Career & income delta

Career moves
  • Title yourself credibly as 'AI data engineer' / 'AI data platform engineer' — the 2026 hiring channel for senior IC roles at $180–340K base.
  • Lead the data-readiness workstream on your AI platform team — the biggest unowned mandate in most series-B/C orgs.
  • Pick up contracting work at $180–350/hr fixing the 60% of AI projects Gartner says will be abandoned for non-AI-ready data.
  • Own the 'why is this AI feature failing' line item — the answer is almost always upstream of the model.

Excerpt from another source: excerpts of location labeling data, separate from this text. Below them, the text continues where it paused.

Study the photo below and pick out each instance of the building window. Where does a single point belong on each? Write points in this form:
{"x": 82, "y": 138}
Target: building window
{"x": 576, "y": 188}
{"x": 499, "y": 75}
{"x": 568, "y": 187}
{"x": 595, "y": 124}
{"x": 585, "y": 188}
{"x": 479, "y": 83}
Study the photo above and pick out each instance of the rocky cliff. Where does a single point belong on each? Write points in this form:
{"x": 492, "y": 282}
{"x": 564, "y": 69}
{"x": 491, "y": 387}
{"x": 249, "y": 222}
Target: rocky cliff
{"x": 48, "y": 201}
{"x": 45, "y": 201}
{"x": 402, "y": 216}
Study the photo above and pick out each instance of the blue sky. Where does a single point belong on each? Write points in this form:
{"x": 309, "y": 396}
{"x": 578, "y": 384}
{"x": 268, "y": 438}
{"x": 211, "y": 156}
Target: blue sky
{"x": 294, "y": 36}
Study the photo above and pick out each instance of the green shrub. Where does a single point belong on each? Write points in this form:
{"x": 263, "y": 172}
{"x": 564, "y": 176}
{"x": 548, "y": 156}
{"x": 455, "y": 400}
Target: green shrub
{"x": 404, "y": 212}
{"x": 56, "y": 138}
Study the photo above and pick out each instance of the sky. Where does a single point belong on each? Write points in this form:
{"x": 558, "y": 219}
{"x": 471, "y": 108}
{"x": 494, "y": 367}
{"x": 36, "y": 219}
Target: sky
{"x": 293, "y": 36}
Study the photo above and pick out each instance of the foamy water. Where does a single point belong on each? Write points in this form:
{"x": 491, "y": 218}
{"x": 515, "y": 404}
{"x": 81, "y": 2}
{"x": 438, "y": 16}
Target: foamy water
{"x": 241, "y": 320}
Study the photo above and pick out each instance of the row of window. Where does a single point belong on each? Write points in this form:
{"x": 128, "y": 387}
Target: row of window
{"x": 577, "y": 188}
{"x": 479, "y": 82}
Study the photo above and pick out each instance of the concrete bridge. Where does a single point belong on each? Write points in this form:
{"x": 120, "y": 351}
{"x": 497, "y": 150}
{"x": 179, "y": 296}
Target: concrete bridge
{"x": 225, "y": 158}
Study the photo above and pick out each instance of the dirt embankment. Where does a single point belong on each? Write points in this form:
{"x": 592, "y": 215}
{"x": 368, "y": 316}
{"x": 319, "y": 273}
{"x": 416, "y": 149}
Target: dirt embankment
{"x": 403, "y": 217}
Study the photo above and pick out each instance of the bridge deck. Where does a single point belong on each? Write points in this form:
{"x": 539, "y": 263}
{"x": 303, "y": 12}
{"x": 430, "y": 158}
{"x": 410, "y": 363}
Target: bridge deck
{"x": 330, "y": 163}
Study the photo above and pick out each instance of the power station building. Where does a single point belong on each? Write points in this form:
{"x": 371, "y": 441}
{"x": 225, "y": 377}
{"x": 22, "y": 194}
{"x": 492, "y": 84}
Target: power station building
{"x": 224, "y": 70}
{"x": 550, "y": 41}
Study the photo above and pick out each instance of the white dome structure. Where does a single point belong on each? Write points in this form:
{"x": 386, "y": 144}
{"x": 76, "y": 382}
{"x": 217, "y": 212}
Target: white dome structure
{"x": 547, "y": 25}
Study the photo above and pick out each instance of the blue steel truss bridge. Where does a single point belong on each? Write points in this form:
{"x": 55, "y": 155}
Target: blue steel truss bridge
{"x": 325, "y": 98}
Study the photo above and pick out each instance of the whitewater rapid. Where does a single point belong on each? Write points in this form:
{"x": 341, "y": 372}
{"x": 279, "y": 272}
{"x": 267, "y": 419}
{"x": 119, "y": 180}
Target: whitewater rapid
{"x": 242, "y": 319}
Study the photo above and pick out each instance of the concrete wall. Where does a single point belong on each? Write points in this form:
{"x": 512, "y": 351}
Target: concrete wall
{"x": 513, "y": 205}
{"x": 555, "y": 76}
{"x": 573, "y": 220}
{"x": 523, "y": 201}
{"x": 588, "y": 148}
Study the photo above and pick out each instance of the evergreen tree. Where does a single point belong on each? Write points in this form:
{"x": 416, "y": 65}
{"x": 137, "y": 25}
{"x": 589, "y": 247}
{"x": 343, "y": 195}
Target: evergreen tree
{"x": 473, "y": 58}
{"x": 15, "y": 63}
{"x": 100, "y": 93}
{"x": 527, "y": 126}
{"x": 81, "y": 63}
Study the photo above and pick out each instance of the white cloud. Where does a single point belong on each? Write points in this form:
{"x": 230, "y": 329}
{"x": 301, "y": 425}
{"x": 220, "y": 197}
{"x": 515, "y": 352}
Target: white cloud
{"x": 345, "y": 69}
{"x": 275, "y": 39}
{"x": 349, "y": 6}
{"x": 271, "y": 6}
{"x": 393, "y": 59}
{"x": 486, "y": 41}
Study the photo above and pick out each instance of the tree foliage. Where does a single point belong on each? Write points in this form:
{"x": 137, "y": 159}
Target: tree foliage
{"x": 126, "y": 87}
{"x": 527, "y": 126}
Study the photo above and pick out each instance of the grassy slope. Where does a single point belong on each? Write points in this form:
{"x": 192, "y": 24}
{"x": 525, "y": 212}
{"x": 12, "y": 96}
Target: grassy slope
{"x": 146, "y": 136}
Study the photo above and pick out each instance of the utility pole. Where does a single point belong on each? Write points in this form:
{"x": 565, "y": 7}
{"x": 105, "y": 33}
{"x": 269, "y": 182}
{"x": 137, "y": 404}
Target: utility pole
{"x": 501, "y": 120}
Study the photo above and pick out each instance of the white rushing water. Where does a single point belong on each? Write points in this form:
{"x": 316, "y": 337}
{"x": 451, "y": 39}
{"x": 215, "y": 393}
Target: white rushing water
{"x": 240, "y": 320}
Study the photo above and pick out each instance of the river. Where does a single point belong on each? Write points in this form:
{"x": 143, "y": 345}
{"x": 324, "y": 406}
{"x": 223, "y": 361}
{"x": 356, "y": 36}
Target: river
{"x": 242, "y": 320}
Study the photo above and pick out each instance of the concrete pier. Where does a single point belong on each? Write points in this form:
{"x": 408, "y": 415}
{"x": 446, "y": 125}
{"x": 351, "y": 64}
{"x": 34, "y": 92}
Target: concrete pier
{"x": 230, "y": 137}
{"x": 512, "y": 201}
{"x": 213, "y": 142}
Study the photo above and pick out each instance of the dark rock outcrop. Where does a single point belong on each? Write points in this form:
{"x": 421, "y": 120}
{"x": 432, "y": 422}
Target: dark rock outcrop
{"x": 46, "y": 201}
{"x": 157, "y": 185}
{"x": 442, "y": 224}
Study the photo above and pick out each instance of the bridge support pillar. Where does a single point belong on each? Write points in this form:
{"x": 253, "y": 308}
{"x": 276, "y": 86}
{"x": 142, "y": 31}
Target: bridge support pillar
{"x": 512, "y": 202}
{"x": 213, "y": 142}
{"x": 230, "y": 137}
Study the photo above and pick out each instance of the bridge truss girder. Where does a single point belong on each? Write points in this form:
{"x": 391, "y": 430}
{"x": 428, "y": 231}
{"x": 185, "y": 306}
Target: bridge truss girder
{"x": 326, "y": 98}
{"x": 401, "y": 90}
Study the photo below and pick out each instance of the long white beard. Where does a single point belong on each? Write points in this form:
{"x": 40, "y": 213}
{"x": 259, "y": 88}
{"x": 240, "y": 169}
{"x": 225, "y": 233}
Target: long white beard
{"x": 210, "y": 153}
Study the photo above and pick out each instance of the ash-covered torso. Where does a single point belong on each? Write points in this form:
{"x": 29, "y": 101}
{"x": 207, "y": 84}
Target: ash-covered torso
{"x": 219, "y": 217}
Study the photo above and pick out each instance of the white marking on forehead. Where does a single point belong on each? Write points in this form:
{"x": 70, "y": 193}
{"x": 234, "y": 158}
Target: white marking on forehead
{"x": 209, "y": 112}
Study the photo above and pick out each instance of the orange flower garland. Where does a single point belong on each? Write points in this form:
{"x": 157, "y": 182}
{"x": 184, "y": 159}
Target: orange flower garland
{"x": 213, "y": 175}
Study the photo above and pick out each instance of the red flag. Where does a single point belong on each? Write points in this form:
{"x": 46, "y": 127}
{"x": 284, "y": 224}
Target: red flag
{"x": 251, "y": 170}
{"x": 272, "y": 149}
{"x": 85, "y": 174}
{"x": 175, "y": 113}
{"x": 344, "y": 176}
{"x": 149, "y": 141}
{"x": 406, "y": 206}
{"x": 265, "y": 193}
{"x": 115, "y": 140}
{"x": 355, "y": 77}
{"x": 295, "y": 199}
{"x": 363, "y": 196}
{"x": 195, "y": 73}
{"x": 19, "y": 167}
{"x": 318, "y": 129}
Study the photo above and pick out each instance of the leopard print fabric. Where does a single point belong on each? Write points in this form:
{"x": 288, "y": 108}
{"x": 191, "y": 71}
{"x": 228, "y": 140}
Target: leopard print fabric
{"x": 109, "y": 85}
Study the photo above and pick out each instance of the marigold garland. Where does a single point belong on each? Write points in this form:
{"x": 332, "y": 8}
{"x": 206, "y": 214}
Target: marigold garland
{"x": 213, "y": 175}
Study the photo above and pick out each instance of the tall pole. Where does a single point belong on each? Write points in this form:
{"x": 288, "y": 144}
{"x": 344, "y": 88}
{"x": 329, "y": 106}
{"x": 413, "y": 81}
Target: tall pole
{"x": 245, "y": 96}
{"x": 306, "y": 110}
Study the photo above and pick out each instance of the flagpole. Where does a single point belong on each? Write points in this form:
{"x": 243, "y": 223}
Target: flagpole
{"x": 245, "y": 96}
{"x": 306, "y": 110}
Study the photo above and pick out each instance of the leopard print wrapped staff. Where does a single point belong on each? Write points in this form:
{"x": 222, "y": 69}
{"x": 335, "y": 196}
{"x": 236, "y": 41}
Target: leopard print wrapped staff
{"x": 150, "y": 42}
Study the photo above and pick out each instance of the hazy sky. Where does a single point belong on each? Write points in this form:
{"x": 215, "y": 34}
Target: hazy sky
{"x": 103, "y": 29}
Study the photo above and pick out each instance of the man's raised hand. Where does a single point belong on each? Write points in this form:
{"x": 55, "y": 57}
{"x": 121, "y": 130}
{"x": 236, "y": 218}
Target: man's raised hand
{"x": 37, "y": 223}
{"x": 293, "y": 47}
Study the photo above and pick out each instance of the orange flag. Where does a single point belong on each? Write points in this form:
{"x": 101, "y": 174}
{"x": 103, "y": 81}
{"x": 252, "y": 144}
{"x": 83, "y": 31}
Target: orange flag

  • Become the EU AI Act point person for your org — a rare, durable specialty going into Aug 2026 enforcement.
Income impact
  • $25–60K bump moving from generic data-engineering into an AI-data-platform team in 2026.
  • $50–150K bump for senior ICs adding production AI-ready discipline (contracts + lineage + eval) to their resume.
  • Freelance / consulting rates: $180–350/hr — 'we shipped a RAG and it hallucinates' is the most common 2026 inquiry, and the fix is always data.
  • Enterprise: every six-figure deal that touches the EU now needs an Annex IV / Art. 10 story; the engineer who can produce it commands a premium.
Market resilience
  • Data quality + lineage is upstream of every model — survives any foundation-model consolidation.
  • EU AI Act, NIS2, and emerging US/UK regimes all converge on documented data governance — the demand only grows through 2027.
  • Iceberg + OpenLineage are LF-governed standards — protocol fluency is durable across cloud vendors.
  • Vector + RAG is the visible AI; the invisible foundation is AI-ready data. Recruiters know the second one is harder to hire.
  • If model APIs commoditise, the differentiator becomes proprietary, well-governed data — Bloomberg's lesson, restated for everyone.